= Annie Bizzell Jordan Willis =

Annie Bizzell Jordan Willis (May 30, 1893 – c. 1977) was an American religious educator and integrationist of the Universalist and later Unitarian Universalist faith traditions. She was the daughter of Rev. Joseph Fletcher Jordan, the third African American Universalist minister. She became a teacher and the superintendent of Suffolk Normal Training School (SNTS) and Jordan Neighborhood House. For decades, she taught and supported hundreds of children and their families, regardless of the varying degrees of assistance from her religious denomination. Her life and work are examples of 20th century anti-racism in the United States and the Unitarian Universalist religious faith. Some of her students include trauma surgeon L.D. Britt, Suffolk's vice mayor and activist Moses Riddick, and Suffolk Circuit Court Deputy Clerk Eula Williams, among many others.

== Birth and early life ==
Annie Bizzell Jordan was born in Louisburg, North Carolina. Her father, Joseph Fletcher Jordan, was a Presbyterian minister, but felt conflicted about the doctrine of eternal punishment. When Annie was seven, he left the Presbyterian ministry. Two years later, he became one of the first African American Universalist ministers. The 2019 Harper-Jordan Memorial Symposium for Black Unitarian Universalists was named, in part, after him.

In 1904, the Jordan family moved to Suffolk, Virginia. They began running the Suffolk Normal Training School (SNTS), a Universalist mission school for black students. By 1909, the school had 184 students and three teachers. Young Annie began work as a teaching assistant at the school and became active in the Young People's Christian Union (YPCU).

Jordan attended the Norfolk Mission College where she met Richard L. Willis. They married and settled in Norfolk, with Jordan Wills commuting from Norfolk to Suffolk to continue teaching at SNTS. In 1915, they welcomed a daughter, Dorothy, and in 1917, they moved their family to Suffolk. Richard soon chose to return to Norfolk alone and later enlisted in WWI.

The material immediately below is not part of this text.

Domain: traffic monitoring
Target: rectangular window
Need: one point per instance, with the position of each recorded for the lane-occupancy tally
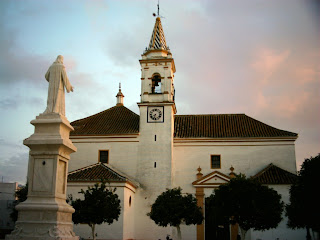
(104, 156)
(215, 161)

== Suffolk Normal Training School ==
In 1929, Joseph Fletcher Jordan became ill and died. With the Universalists' backing, Jordan Willis stepped into his role and became the superintendent of SNTS. As superintendent, she strengthened the Universalist missional focus of the school, even using a Universalist Sunday school curriculum to teach classes.

The school was located in a two-story building on the corner of Tynes Street and Johnson Avenue, near a peanut processing plant. Many black parents worked there in two shifts which ran from 7 a.m. until 6 p.m.. The school's services were crucial to these families.

Jordan Willis and SNTS provided crucial resources to the Suffolk community during the Great Depression. But the needs of the community began to exceed the capacity of the school and its staff. The institution of Universalism, too, was struggling financially. In response to their lack of resources, the Universalist leadership in Boston pressured Jordan Willis to change the focus of SNTS from education to social service. By this time, public schools were providing integrated educational services. The Universalists reasoned that there was greater need for social services. Jordan Willis resisted this change, wanting to preserve the school's educational programs, but eventually gave in.

== Jordan Neighborhood House ==
Jordan Willis' school was renamed the Jordan Neighborhood House, after Jordan Willis and her father. It began providing social services such as pre-natal care, well-baby clinics, and music programs for teenagers. The kindergarten remained, but the integrated educational offerings for which the school was known were greatly diminished. Along with this change in focus, Jordan Willis was removed from leadership and now required to follow the direction of the predominantly white male Universalist leadership in Boston.

In 1949, the new Universalist Service Committee (USC) was granted jurisdiction over the Jordan Neighborhood House. They invested in her staff and facilities, improving the relationship between the Universalists and Jordan Willis. The USC also returned the focus to education — supporting Jordan Willis in opening an integrated Head Start preschool program as the Association of Universalist Women supported the kindergarten with a funded co-director position.

In 1961, following the merger of the Unitarians and Universalists, tensions arose regarding the nature of short- vs long-term mission work. Amid these tensions, support for long-term missions—and thus support for the Jordan Neighborhood House—weakened considerably. Although the UUSC established a corporation to oversee Jordan House, it did not sufficiently resource or support the organization or its leader. In 1967, the UUSC chose to terminate its sponsorship of the Jordan Neighborhood House.

Even without the support of the UUSC, Jordan Willis succeeded at keeping the doors of the Jordan kindergarten open, overseeing the education there until her retirement in 1974. She continued living in the school's living quarters until her death in 1977. Her final words were spoken to her successor at the Jordan kindergarten: "Watch out for my children." The Jordan kindergarten outlived Jordan Willis by seven years, closing its doors in 1984.